Today, WWE and AEW are going head to head for the first time on television since October 18, 2022, when AEW Dynamite beat NXT in the ratings. That night, AEW had 752k overall viewers and a 0.26 in the ever-important 18-49 demo vs. NXT’s 676k overall viewers & 0.18 in the 18-49.
AEW Dynamite last night on TBS (8-10pm)
P18-49 rating: 0.26
#8 cable original in P18-49
— Brandon Thurston (@BrandonThurston) October 19, 2022
Last year, NXT was main evented by Cora Jade against Raquel Rodriguez and a Shinsuke Nakamura appearance, while AEW went with Adam Page against Jon Moxley. AEW has largely publicly taken a “we’ll run our own race” stance when it comes to competing with WWE—they definitely want to do well, obviously, but they didn’t go all out, and neither did WWE. Both companies were content with where they were and didn’t feel much pressure to try to do well at the expense of the other.

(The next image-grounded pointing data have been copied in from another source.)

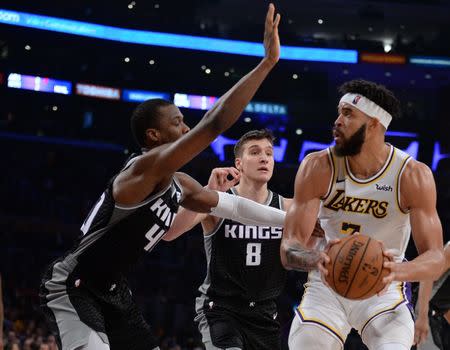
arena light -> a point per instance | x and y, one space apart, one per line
438 156
23 19
62 141
194 101
266 108
430 61
401 133
42 84
98 91
143 95
382 58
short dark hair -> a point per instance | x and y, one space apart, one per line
377 93
146 116
252 135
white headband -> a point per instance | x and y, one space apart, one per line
367 106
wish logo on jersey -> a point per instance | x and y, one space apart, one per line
357 205
252 232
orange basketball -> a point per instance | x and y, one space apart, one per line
356 270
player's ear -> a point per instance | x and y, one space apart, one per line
153 135
238 163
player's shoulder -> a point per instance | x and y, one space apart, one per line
415 167
416 171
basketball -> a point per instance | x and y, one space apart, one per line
356 270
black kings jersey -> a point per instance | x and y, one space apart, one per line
243 261
115 237
441 293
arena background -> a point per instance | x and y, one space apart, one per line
66 99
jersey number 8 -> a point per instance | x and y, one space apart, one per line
253 254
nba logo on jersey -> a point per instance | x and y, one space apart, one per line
356 99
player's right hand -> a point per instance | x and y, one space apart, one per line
271 38
222 179
421 329
325 259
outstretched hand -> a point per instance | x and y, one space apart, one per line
222 179
271 38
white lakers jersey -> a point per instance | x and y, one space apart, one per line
369 206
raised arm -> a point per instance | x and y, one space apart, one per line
418 195
311 184
141 178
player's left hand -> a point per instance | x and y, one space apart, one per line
421 329
271 38
392 266
222 179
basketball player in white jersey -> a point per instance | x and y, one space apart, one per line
85 292
366 185
437 296
237 306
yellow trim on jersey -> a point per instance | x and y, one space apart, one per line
329 328
397 182
333 174
377 177
399 301
313 320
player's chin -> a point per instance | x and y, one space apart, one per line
264 176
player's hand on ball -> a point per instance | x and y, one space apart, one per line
325 260
222 179
421 329
391 265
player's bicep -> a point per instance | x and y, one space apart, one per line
311 183
420 195
196 197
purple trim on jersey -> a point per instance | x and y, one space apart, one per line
407 295
406 299
320 324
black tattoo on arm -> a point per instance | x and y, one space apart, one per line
301 259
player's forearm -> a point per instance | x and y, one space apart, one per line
231 105
296 257
423 299
427 266
247 211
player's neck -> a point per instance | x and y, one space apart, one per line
370 160
256 191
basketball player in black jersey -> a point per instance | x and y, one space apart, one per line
439 322
237 308
85 293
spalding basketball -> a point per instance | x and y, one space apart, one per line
356 270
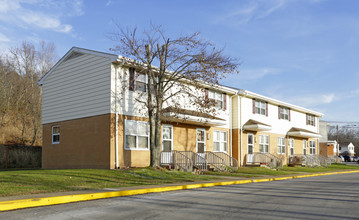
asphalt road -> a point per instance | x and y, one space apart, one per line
325 197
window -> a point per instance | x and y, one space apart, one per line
138 81
263 143
260 107
136 133
312 147
305 147
281 145
217 98
167 138
291 146
311 120
55 134
220 141
284 113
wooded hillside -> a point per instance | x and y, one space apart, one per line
20 96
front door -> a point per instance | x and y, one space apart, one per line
250 147
201 144
167 144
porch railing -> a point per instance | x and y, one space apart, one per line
310 160
267 159
228 161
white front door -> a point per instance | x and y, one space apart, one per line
250 148
167 144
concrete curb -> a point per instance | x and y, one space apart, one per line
28 203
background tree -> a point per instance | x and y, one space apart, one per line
20 95
168 63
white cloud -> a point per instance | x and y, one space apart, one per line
255 74
257 9
3 38
44 14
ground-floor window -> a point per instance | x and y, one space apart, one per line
305 147
291 146
167 138
263 143
281 145
55 134
312 147
136 135
220 141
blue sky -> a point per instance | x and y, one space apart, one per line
304 52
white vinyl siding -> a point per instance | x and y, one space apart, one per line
77 88
281 145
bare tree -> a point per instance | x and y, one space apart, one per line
171 65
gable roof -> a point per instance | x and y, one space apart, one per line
74 50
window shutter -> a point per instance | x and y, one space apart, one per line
254 106
306 119
289 114
132 79
278 112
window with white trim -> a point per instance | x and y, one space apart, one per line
217 98
291 146
305 143
55 134
312 147
260 107
220 141
167 138
281 145
136 135
284 113
311 120
264 143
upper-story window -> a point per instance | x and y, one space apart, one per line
218 98
260 107
138 81
55 134
311 120
284 113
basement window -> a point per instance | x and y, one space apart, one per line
55 134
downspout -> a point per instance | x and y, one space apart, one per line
230 124
240 126
116 123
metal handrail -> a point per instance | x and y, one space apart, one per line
268 159
229 162
215 161
182 161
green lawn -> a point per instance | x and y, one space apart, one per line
45 181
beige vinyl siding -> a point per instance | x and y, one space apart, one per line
77 88
235 112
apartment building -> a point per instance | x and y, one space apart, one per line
92 118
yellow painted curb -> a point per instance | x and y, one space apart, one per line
28 203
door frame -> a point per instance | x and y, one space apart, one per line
204 137
171 126
250 134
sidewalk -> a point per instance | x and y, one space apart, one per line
36 200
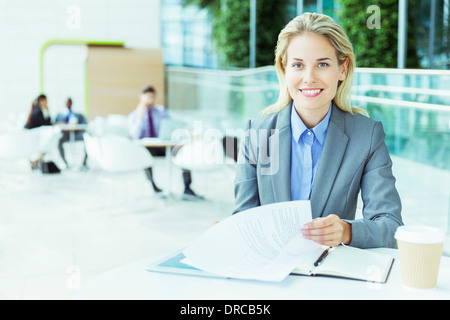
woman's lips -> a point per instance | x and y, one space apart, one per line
311 92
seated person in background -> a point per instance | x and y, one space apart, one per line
144 122
68 116
39 114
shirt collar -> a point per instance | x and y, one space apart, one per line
298 127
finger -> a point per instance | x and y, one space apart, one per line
322 222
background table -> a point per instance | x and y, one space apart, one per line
134 282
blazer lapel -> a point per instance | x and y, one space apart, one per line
280 151
330 161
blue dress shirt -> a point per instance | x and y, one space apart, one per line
306 149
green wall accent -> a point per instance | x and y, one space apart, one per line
73 42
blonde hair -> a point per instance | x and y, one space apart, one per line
324 25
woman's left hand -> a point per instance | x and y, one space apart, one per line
329 231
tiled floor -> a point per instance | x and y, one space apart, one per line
59 232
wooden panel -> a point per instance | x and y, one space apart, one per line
116 77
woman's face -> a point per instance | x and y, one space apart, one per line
43 102
312 73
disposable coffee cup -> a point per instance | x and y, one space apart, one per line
420 251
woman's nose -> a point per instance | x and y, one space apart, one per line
309 76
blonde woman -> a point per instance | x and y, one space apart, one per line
313 145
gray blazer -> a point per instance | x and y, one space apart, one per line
354 159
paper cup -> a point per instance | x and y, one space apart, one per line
420 250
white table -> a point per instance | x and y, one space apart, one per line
133 282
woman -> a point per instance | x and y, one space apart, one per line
312 145
39 113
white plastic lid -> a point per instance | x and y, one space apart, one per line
419 234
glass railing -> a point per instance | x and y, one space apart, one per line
413 105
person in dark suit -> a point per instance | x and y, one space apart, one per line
69 116
39 114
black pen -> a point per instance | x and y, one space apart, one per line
322 257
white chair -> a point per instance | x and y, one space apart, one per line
17 149
119 158
208 159
118 154
49 137
200 155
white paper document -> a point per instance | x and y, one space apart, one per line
262 243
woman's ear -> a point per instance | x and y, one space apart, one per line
343 70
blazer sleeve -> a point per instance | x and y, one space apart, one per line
382 205
246 184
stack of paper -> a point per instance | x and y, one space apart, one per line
262 243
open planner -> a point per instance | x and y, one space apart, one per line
265 243
340 262
348 262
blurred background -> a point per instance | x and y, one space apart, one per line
210 61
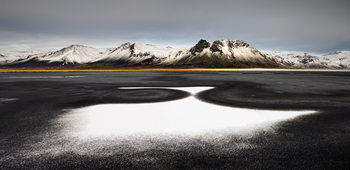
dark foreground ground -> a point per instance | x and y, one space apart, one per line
30 102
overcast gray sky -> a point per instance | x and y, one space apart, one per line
298 25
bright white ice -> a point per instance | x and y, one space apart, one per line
188 116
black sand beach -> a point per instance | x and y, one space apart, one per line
30 104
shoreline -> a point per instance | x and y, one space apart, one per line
171 70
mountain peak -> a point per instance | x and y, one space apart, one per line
202 44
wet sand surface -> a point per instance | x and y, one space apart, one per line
43 119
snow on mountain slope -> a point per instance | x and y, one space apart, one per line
335 60
7 57
225 53
135 53
74 54
220 53
340 58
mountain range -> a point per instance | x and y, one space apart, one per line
220 53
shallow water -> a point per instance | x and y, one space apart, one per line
188 116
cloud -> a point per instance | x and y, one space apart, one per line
313 25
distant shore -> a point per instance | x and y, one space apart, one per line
136 69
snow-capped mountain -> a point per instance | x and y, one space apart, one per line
7 57
136 53
334 60
225 53
74 54
220 53
340 58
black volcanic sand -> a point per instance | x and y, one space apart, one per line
30 102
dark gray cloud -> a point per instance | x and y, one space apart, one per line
308 25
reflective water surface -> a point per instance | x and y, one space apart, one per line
187 116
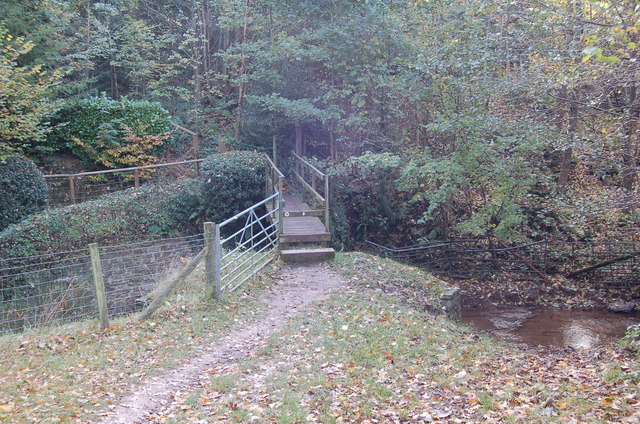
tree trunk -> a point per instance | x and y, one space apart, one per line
332 140
630 149
298 147
243 69
567 153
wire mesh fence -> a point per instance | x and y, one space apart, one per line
66 189
59 287
613 264
44 289
248 248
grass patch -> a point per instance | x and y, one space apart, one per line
69 373
368 355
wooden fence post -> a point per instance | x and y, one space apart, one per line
326 202
218 264
72 189
209 260
101 297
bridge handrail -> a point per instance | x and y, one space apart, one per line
274 183
301 169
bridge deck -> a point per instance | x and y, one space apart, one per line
302 228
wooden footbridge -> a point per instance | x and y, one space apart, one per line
304 217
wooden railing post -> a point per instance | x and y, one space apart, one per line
281 204
209 260
101 297
314 186
326 201
217 265
72 189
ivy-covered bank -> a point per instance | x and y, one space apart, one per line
229 181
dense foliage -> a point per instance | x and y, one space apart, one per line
23 190
507 119
230 183
112 133
122 217
23 102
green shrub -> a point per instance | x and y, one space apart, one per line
23 190
90 127
365 199
230 183
123 217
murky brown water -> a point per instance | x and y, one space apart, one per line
577 329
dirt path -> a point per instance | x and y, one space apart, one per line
300 286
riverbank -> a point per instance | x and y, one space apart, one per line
374 351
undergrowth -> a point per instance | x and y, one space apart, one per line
70 373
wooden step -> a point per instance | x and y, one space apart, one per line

This year? This year is Daffy Duck spinning his beak back around his face while declaring this means war. That’s one company; the other company is also Daffy Duck, because neither is doing so well right now that they’ve earned the right to be compared to Bugs Bunny. Pre-WrestleMania WWE was Bugs Bunny. They’ve lost some momentum since then, having largely stagnated where before they were growing for the first time in literal decades. Right now, the best I can offer WWE is Porky Pig. AEW, in this awful analogy, is the Sideshow Bob stepping on rakes gif, but being loaded on a 28.8 modem.
What’s the best salve for bruised egos in a wrestling war? The Eric Bischoff Special: a one-off win in a ratings competition that isn’t going to change anything about the actual direction of the companies. This is outright an attempt to flex on the opposition in a competition for vibes. Vibes, Tony Khan shitposts, and just the absolute dumbest online discourse.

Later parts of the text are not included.